Au Moyen Age russe, les contes étaient tenus par les milieux cléricaux pour diaboliques et donc rejetés de tout texte écrit (le texte écrit est à l’origine, ne l’oublions pas, un texte religieux et, donc, tendancieux). Ils ont fait un retour en force dans l’écriture au XVIII è et surtout au XIX è siècle, et ont joué un rôle important dans la prise de conscience de l’identité nationale. Le conte populaire est bâti sur un manichéisme simple, opposant le bien et le mal. La fin est presque toujours optimiste, le héros / l’héroïne obtenant généralement ce qu’il désire. Le sujet est, nous l’avons dit, traditionnel, se répétant de génération en génération, mais aussi de peuple à peuple, ce qui pose de façon aiguë la question de son origine et de sa migration. L’action a priorité sur la description et les évènements se déroulent souvent de façon précipitée. Le recours au merveilleux dans les contes merveilleux, au fantastique dans les autres contes, est de règle. Le conte se distingue des autres formes en prose de la littérature orale (légendes et récits) par sa forme (composition, structure) rigoureuse (répétitions obligatoires, construction tripartite, nombre de personnages et d’épisodes limité ; développement et passage d’un sujet à un autre par contamination) ; par la priorité accordée au fantastique, par l’abondance des formules stéréotypées qui prédéterminent le style, enfin par les sujets, traditionnels et en nombre limité.

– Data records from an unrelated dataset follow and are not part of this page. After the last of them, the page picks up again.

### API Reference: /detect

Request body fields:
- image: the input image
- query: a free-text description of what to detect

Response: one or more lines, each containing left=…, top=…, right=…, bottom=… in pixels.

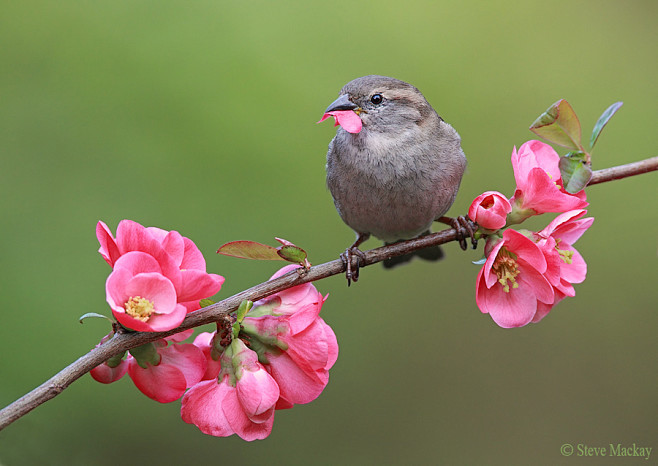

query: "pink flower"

left=504, top=140, right=588, bottom=219
left=475, top=229, right=555, bottom=328
left=105, top=251, right=186, bottom=332
left=251, top=264, right=324, bottom=315
left=468, top=191, right=512, bottom=231
left=128, top=340, right=206, bottom=403
left=96, top=220, right=224, bottom=312
left=181, top=339, right=279, bottom=441
left=532, top=210, right=594, bottom=322
left=318, top=110, right=363, bottom=134
left=242, top=298, right=338, bottom=409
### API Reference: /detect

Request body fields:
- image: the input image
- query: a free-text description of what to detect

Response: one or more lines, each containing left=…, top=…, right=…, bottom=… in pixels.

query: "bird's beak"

left=324, top=94, right=359, bottom=113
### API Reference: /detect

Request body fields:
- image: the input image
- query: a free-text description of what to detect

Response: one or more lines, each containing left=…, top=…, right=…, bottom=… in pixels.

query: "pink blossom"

left=181, top=339, right=279, bottom=441
left=96, top=220, right=224, bottom=312
left=242, top=304, right=338, bottom=409
left=251, top=264, right=325, bottom=316
left=128, top=340, right=206, bottom=403
left=318, top=110, right=363, bottom=134
left=532, top=210, right=594, bottom=322
left=468, top=191, right=512, bottom=231
left=475, top=229, right=555, bottom=328
left=504, top=140, right=588, bottom=219
left=105, top=251, right=186, bottom=332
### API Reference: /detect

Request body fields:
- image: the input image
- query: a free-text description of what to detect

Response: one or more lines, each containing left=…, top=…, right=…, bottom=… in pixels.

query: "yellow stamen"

Les proverbes russes semblent mettre en avant l’idée que le conte n’est pas la réalité mais une fiction, une construction bien faite de l’esprit (pesnja – byl’, skazka – skladka, c’est-à-dire « la chanson, c’est la réalité, le conte, c’est une fiction bien menée »)
Si le conte français, comme le dit Paul Delarue, insiste sur le côté humain et rationnel (Le Conte populaire français, I, Introduction), le conte russe, lui, a pour but de plaire, d’où son aspect esthétique très apparent, d’où son insistance sur le merveilleux ou sur le simple besoin d’étonner (et, dans ce sens, il se rapproche plus de la tradition celtique que de la tradition française). Il n’est pas dépourvu d’une certaine volonté moralisatrice, ce qui en fait un genre particulièrement adapté aux enfants, mais dans la Russie du XIX è siècle, le public était tout autant le public adulte des longues veillées d’hiver et les bons conteurs ou conteuses étaient connus et appréciés de tout le village.